Parents Of Antigay Ultranationalist Who Died In Russian Jail Allege Foul Play

The parents of a prominent antigay ultranationalist whose death in custody last month was ruled a suicide have alleged that their son was killed or driven to suicide and vowed to file a police complaint in the case.

Thirty-six-year-old Maksim Martsinkevich -- a leader of the neo-Nazi group Format 18 who was known as Tesak (Machete) -- was found dead in a solitary-confinement cell in the west-central Russian city of Chelyabinsk on September 16 and his body transported to Moscow.

His parents were quoted by Kommersant Daily on October 2 as saying the morgue in Moscow refused to allow independent forensics experts to see the body before burial but that it might show traces of violence.

His lawyers rejected an Investigative Committee finding that it was suicide, saying their client had never been suicidal.

Martsinkevich's parents said an independent expert said postmortem photos and videos did not point to suicide.

Martsinkevich's father has said two of his son's toenails were missing and there was a possible indication he had been administered an injection.

Officials hinted he may have been driven to suicide by a confession in connection with an ethnically charged killing in the mid-2000s for which Martsinkevich faced a possible life sentence.

Martsinkevich had since said in prison that he had abandoned his neo-Nazi views.

In addition to his Format 18 activities, Martsinkevich founded a homophobic group called Occupy Pedophilia whose aim was to "cure" homosexuals.

Russian authorities opened an investigation against him after several videos showing Martsinkevich and his followers humiliating and beating gays circulated on the Internet in 2013.

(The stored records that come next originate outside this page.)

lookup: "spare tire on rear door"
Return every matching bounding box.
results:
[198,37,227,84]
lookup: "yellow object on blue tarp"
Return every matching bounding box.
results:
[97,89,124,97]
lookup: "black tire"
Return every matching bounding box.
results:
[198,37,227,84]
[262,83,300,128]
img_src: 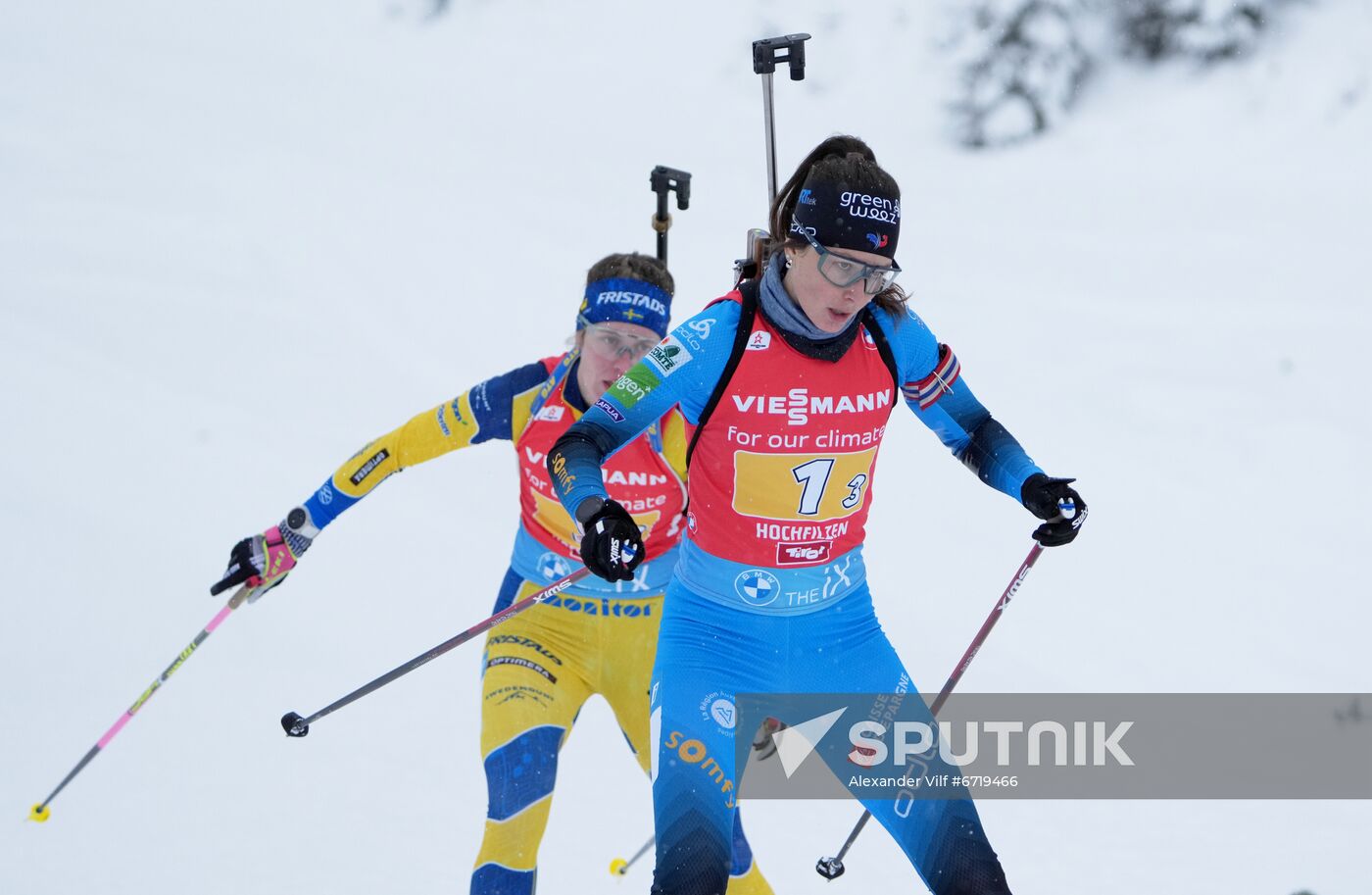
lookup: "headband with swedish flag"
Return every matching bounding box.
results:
[576,277,672,336]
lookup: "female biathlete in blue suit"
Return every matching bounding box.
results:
[549,137,1085,895]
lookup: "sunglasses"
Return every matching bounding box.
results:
[582,317,659,364]
[806,233,900,295]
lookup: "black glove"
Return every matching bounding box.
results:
[1019,472,1087,546]
[576,500,644,580]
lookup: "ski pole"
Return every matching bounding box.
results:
[648,165,690,264]
[610,836,658,875]
[815,542,1043,880]
[281,567,591,737]
[28,585,254,823]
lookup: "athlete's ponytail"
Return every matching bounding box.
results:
[768,134,906,323]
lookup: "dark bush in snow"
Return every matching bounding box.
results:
[1112,0,1279,62]
[953,0,1092,147]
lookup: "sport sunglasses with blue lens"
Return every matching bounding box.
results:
[803,230,900,295]
[582,317,659,364]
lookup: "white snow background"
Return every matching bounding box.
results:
[0,0,1372,895]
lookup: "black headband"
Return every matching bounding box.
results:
[790,179,900,260]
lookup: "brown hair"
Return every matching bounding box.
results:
[586,251,676,295]
[768,134,906,316]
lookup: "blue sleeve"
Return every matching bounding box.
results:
[877,310,1043,501]
[548,302,740,518]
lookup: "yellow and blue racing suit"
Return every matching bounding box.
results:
[293,354,771,895]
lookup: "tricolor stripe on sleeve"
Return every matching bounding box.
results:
[900,344,961,411]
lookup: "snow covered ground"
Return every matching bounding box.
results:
[0,0,1372,895]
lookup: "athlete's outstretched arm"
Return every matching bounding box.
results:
[305,361,549,528]
[548,302,738,522]
[878,313,1043,501]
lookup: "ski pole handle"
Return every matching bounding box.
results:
[648,165,690,264]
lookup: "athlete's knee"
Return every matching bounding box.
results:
[653,809,733,895]
[484,724,565,820]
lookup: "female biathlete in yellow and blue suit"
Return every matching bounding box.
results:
[549,137,1085,895]
[211,254,771,895]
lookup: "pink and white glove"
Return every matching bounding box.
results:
[210,507,319,600]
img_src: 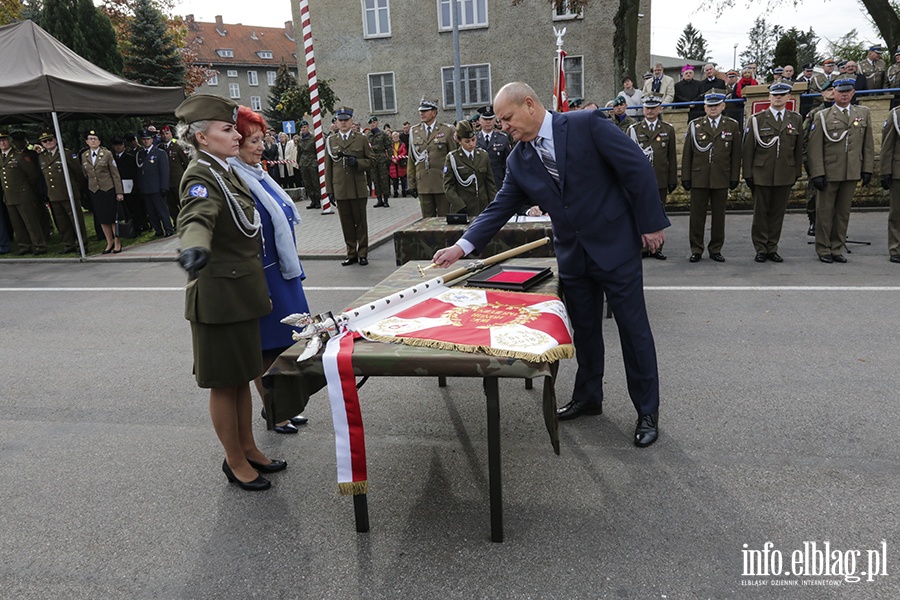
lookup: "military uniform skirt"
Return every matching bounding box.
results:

Martsinkevich fled to Cuba but authorities there arrested him for a visa violation in January 2014 and repatriated him to Russia.

In late December 2018, a court in Moscow found Martsikevich guilty of robbery and hooliganism and sentenced him to 10 years in prison.

Before that, Martsinkevich had been convicted three times on extremism charges.

Kremlin critics have said the government used Martsinkevich's group to counter opposition protests.